In May 2015, in a briefing paper submitted to the Maldives second cycle Universal Periodic Review, the International Service for Human Rights (ISHR) said "[u]ncodified Muslim Sharia Law criminalises homosexual conduct, thus making the Maldives a very insecure place to advocate for the rights of persons who identify themselves as LGBT".

Living conditions

Persecution

In 2013, a blogger named Hilath Rasheed was nearly killed in a violent attack outside his home in the Maldives due to his open homosexuality. and push for religious freedom. Freedom of religion, which heavily interweaves with freedom of expression and sexuality in the Maldives, remains heavily restricted in the country, both legally and through public opinion. A 2014 article in New Zealand spoke of Abraham Naim who was granted asylum due to the persecution he faced being gay in the Maldives.

The Ministry of Business, Innovation and Employment was said to have granted refugee status because Naim was "at risk of serious harm from state agents" and would likely face further persecution for being openly gay on returning to the Maldives.
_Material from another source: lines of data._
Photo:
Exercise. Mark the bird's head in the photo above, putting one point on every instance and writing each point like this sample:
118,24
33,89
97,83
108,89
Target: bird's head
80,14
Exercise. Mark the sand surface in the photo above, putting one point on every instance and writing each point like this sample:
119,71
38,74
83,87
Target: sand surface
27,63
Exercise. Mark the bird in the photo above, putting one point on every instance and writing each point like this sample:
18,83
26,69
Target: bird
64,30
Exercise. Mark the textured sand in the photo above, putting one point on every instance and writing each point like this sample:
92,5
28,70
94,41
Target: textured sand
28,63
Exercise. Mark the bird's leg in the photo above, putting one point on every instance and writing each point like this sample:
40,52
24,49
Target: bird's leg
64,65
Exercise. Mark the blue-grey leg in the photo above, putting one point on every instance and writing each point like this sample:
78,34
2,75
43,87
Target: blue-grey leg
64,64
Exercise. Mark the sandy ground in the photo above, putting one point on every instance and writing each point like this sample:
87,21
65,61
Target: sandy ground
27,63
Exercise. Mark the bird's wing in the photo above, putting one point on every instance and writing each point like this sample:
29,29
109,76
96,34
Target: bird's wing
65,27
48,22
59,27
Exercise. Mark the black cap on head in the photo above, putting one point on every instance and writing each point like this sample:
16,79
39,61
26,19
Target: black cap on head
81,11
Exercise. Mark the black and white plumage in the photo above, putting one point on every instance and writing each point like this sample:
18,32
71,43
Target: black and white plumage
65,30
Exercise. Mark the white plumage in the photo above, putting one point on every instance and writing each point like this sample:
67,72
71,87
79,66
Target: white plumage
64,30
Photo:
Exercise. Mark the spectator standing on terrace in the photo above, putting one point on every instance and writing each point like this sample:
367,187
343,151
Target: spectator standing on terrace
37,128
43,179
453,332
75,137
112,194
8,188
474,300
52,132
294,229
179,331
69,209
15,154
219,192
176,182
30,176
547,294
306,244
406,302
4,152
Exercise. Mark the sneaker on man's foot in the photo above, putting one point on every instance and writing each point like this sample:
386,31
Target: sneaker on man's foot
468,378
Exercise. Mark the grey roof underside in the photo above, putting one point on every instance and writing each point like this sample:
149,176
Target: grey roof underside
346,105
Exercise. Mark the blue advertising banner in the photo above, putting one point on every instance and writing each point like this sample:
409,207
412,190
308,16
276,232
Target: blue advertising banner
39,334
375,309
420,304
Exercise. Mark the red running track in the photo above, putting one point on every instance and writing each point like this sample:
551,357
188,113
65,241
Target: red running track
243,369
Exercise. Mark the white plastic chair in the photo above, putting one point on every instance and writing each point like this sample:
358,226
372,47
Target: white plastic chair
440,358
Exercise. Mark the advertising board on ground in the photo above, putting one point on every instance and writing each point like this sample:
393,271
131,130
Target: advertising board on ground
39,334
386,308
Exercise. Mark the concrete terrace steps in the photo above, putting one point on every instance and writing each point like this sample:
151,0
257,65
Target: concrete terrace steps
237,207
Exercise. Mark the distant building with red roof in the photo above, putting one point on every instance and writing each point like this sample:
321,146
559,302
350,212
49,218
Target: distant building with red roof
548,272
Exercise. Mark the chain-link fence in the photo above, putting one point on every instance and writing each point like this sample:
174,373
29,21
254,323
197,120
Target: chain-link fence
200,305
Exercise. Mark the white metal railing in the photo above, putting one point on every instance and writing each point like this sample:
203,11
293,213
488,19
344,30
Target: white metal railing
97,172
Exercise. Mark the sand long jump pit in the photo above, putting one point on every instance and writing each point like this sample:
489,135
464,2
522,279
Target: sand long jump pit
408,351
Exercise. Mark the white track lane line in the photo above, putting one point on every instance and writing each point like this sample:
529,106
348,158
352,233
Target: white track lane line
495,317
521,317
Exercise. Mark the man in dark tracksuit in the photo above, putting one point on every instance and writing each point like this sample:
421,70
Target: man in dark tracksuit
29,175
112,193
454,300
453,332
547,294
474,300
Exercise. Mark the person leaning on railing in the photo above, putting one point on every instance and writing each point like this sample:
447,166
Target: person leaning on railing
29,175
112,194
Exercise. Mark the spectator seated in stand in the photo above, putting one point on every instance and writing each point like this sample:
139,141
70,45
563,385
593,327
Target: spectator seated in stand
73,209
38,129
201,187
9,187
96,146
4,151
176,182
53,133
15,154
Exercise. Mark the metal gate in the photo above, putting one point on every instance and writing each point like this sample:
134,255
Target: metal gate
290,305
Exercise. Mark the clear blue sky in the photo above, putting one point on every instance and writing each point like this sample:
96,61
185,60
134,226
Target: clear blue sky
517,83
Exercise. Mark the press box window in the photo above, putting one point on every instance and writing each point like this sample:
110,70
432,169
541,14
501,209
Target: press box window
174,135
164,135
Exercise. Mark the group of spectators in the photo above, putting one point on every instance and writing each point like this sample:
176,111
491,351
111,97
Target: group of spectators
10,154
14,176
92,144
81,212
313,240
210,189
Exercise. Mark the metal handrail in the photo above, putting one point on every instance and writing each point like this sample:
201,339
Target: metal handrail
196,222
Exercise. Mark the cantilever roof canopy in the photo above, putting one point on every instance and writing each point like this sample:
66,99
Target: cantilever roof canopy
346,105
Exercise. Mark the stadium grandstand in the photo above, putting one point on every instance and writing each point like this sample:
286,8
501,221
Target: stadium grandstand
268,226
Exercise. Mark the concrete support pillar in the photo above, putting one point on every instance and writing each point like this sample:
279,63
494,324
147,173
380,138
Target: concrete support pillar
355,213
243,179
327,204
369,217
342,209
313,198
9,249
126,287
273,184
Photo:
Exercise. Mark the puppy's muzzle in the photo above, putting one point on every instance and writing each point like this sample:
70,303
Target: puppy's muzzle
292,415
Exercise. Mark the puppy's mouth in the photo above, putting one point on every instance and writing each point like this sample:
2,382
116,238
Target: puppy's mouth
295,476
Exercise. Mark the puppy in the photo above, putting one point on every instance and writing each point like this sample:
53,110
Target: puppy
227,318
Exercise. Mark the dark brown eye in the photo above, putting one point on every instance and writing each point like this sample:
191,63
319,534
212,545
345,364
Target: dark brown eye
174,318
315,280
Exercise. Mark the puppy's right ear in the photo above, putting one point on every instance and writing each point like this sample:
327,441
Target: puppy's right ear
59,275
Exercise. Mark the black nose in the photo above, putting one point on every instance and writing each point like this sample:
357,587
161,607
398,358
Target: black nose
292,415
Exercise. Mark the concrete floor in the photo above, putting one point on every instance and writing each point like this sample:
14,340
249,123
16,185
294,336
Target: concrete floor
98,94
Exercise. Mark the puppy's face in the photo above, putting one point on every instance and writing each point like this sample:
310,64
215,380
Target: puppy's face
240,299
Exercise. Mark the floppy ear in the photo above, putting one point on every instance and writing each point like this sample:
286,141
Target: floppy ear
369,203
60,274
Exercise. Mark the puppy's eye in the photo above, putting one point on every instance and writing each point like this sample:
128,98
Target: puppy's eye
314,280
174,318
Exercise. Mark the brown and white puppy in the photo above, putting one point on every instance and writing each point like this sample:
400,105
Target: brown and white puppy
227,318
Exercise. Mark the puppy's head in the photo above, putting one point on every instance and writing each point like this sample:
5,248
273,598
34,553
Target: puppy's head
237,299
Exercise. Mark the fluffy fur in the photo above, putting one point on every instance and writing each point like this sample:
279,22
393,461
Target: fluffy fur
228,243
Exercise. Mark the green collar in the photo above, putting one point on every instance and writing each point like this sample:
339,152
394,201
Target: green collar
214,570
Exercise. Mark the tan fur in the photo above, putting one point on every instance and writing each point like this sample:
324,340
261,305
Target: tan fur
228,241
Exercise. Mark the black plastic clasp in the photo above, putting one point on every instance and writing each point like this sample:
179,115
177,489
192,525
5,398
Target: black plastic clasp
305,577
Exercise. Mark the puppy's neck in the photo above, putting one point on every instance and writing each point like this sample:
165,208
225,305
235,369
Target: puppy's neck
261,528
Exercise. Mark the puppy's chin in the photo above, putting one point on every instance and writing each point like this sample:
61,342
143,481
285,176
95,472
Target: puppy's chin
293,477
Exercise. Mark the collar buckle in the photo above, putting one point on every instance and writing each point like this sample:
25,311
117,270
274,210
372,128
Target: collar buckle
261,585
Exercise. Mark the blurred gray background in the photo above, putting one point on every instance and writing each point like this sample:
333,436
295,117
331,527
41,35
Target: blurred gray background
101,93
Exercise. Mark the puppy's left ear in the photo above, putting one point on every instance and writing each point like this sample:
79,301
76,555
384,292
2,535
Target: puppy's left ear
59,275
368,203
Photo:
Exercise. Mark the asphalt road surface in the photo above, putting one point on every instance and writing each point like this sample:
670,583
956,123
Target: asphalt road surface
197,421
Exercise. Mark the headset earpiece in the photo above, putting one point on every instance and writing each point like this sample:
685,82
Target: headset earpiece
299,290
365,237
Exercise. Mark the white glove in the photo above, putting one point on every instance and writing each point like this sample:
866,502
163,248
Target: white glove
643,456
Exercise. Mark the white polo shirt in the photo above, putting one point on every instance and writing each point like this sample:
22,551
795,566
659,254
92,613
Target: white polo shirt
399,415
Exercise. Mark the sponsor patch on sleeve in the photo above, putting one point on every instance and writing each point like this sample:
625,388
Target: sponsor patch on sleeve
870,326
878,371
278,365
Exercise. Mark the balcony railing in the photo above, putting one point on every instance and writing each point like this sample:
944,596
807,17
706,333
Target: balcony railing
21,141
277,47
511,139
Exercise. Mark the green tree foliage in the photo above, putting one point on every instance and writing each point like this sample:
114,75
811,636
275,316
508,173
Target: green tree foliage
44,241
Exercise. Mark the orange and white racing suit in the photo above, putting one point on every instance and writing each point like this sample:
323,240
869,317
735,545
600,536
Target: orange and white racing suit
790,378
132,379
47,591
This was affirmed by Ibrahim Muaz, a spokesman at the President's Office, who commented that those seeking asylum abroad for reasons of sexual orientation discrimination would face prosecution upon return. While discrimination is apparent in the Maldives it remains a popular holiday destination for LGBT couples who rarely experience the reality of the country's Islamic based law due to the income from tourism.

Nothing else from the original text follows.